Developer puts Devlin Technology Park data center project on hold amid protests



The developer of the proposed Devlin Technology Park project in Prince William County, Virginia, which would result in a 270 acre data center campus, adjacent to neighborhoods in Bristow, Virginia is putting the project on hold, amid ongoing concerns and protests about noise.

The developer of the proposed Devlin Technology Park project in Prince William County, Virginia is putting the project on hold amid ongoing concerns and protests about noise.

“We started hearing concerns about the noise, and we decided to better understand it,” said J. Truett Young, vice president of land with Stanley Martin Homes.

The project would result in a 270-acre data center campus on vacant land next to neighborhoods in Bristow, near Devlin Road and University Boulevard.



“The county has some broader questions about noise that they’d like to get to the bottom of, so we’re gonna sit on the sidelines for a while,” Young told WTOP.

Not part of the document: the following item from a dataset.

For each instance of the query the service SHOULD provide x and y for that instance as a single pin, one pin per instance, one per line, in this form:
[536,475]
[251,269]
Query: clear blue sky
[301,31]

The Prince William County Board of Supervisors was scheduled to hold a final public hearing and vote on the project Tuesday.

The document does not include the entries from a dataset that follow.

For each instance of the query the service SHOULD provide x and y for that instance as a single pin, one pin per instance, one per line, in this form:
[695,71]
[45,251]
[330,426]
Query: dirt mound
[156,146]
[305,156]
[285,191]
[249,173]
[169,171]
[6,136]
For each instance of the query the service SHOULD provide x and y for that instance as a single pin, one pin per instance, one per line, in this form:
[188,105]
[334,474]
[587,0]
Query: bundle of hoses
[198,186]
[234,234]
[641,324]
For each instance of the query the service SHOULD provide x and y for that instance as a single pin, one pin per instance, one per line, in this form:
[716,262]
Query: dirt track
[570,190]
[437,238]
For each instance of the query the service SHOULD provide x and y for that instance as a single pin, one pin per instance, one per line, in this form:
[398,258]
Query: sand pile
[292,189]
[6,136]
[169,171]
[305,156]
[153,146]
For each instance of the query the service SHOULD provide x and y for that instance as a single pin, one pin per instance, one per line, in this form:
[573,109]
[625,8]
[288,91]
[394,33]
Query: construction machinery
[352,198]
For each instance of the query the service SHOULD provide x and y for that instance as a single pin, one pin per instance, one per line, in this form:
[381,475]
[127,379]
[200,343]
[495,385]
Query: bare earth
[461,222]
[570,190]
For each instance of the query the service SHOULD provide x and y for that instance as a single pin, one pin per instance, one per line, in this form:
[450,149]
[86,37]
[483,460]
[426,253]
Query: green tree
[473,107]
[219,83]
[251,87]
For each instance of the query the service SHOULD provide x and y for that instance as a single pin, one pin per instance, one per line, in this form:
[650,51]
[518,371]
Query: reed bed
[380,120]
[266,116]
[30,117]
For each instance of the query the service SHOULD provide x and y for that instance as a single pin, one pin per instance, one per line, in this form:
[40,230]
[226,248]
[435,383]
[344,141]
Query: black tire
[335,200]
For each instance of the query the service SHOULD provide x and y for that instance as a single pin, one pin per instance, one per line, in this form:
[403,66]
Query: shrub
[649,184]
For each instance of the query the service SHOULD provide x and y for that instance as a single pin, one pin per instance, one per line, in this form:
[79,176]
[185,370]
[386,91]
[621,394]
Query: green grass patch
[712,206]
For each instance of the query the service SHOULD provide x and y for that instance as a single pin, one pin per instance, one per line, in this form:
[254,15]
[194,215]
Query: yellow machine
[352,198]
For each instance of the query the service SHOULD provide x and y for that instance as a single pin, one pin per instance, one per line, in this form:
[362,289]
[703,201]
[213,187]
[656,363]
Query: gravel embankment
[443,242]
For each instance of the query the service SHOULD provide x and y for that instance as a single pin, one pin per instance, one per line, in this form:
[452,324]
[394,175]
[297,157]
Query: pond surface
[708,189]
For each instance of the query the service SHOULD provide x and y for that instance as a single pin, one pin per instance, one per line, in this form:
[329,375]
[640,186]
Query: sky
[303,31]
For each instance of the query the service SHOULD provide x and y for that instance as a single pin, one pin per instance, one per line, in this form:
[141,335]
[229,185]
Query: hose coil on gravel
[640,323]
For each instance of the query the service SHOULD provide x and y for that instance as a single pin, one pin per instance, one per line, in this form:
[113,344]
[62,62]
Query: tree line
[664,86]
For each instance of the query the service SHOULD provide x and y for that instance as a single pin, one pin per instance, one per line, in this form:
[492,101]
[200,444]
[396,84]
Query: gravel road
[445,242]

Jonelle Coleman, an attorney with Walsh, Colucci, Lubeley and Walsh, which is representing the developer, is sending a deferral letter, asking that the public hearing and vote be put on hold.

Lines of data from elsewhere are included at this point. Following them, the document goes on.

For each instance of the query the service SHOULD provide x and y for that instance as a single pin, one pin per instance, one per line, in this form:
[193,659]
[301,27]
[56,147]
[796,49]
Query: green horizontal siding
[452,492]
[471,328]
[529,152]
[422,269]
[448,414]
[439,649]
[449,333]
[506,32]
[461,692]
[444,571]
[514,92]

Prince William County, which has been seeing a surge in interest from companies seeking to build data centers, has been hearing from neighborhood groups concerned about the noise from the large campuses.

As previously reported on WTOP, Ann Wheeler, chair of the Prince William County Board of Supervisors, has asked staff to research the possibility of changing the noise ordinance. The current one doesn’t differentiate between the allowable noise levels from residential air conditioners and the larger, louder data center cooling systems.

Wheeler has not immediately responded to WTOP requests for comment about the deferral request.

“It doesn’t sound like it’s specific to our project,” Young said. “It just seems to be better for everyone for us to sit on the sidelines for now.”

Young said the developer “wants to be helpful to the process, and we want to be helpful to the county,” in researching long term solutions to the problem.

Kevin Allen, with the nearby Silver Leaf Estates Home Owners Association, said he was pleased to hear about the pause. “Having four data center complexes surrounding our neighborhood would be overwhelming.”

“We need Prince William County to update their sound ordinance to include HVAC from data centers, and put enforcement provisions in the ordinance,” said Allen. ” Prince William County needs to stop putting 95-foot (80 feet plus 15 for mechanical such as AC units) buildings next to residential areas.”

The apparent delay comes one day before the first public hearing for another, and perhaps more controversial, data center project.

The Prince William Digital Gateway would replan land use of 27 parcels flanking Pageland Drive, between Sudley Road and Route 29, adjacent to the Manassas National Battlefield park, to build data centers.